The exhibition is based on a series of record covers, united by subtle but distinctive graphic devices. The isolated forms are mostly lines; their original purpose was to frame, underline or divide the names of headline acts. Through a merciless process of blocking, Atkins has reworked the original albums, highlighting these idiosyncratic linear forms. The collages are cut and pasted with black cardboard taken from other record covers so that the final image is a luscious patchwork of blacks. These deconstructions reveal startlingly new minimal compositions.
The paintings are smooth and pitch black, verging on monochromatic, with flickers of bright yellow, pink or white. They appear in stark contrast to the original covers; a garish photo of Liberace; a syrupy portrait of Cleo Lane; a bizarre assortment of lips upon microphones. The lines appear like neon lighting on the black backdrops. They are surprisingly resonant. In one instance, white and pink lines on the cover of the Romeo and Juliet album assume a symbolic association with the story. Elsewhere, a curved corner shape on a Bee Gees cover is redolent of the disco era. Susan Sontag reminds us in her essay “The Aesthetics of Silence”

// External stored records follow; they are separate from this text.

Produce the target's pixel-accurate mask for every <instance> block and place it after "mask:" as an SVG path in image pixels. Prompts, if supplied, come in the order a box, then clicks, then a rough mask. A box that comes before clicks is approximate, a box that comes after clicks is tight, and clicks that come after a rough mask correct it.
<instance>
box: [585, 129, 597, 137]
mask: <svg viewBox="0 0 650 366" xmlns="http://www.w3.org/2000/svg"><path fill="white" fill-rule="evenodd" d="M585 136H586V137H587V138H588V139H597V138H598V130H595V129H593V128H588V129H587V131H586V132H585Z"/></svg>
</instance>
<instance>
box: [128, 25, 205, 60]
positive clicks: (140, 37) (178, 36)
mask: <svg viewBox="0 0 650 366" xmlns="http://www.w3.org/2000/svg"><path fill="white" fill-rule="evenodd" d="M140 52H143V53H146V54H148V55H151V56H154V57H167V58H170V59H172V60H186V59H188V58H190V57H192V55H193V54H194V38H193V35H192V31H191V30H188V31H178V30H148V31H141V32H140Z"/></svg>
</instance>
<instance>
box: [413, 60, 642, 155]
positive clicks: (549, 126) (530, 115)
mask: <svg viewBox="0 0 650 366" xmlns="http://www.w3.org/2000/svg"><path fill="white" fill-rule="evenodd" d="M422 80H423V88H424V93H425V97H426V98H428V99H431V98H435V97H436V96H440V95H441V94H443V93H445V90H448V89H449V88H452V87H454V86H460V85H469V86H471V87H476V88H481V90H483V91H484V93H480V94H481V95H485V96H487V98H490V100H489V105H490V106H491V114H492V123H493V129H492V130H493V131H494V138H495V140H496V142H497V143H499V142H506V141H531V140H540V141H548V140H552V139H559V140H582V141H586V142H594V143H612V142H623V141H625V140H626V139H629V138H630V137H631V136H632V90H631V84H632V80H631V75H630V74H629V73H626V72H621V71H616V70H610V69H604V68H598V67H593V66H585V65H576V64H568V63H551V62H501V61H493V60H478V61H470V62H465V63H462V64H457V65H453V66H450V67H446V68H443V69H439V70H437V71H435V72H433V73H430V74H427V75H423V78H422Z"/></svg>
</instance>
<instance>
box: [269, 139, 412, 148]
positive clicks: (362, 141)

Perhaps the quality of the attention we bring to bear on something will be better (less contaminated, less distracted) the less we are offered...purged by silence, one might then be able to begin to transcend the frustrating selectivity of attention, with its inevitable distortions of experience.1
For people accustomed to noise, this idea of pure silence is practically inconceivable. At one point during the visit to Peter at his studio, there was a monumental shattering of glass bottles, presumably the spoils from the nearby pub. I flinched, but Peter hadn’t even registered the noise. “I didn’t even hear that”, he said, describing the extent of the ambient noise pollution in his neighbourhood. No wonder then, that the records from these sleeves go straight to the bin.
Through this narrative of transformation – from album covers to paintings, the final works convey a comparative idea of silence. More broadly, they speak of a kind of quietude or modesty. These compositions are undoubtedly the artist’s most minimal to date.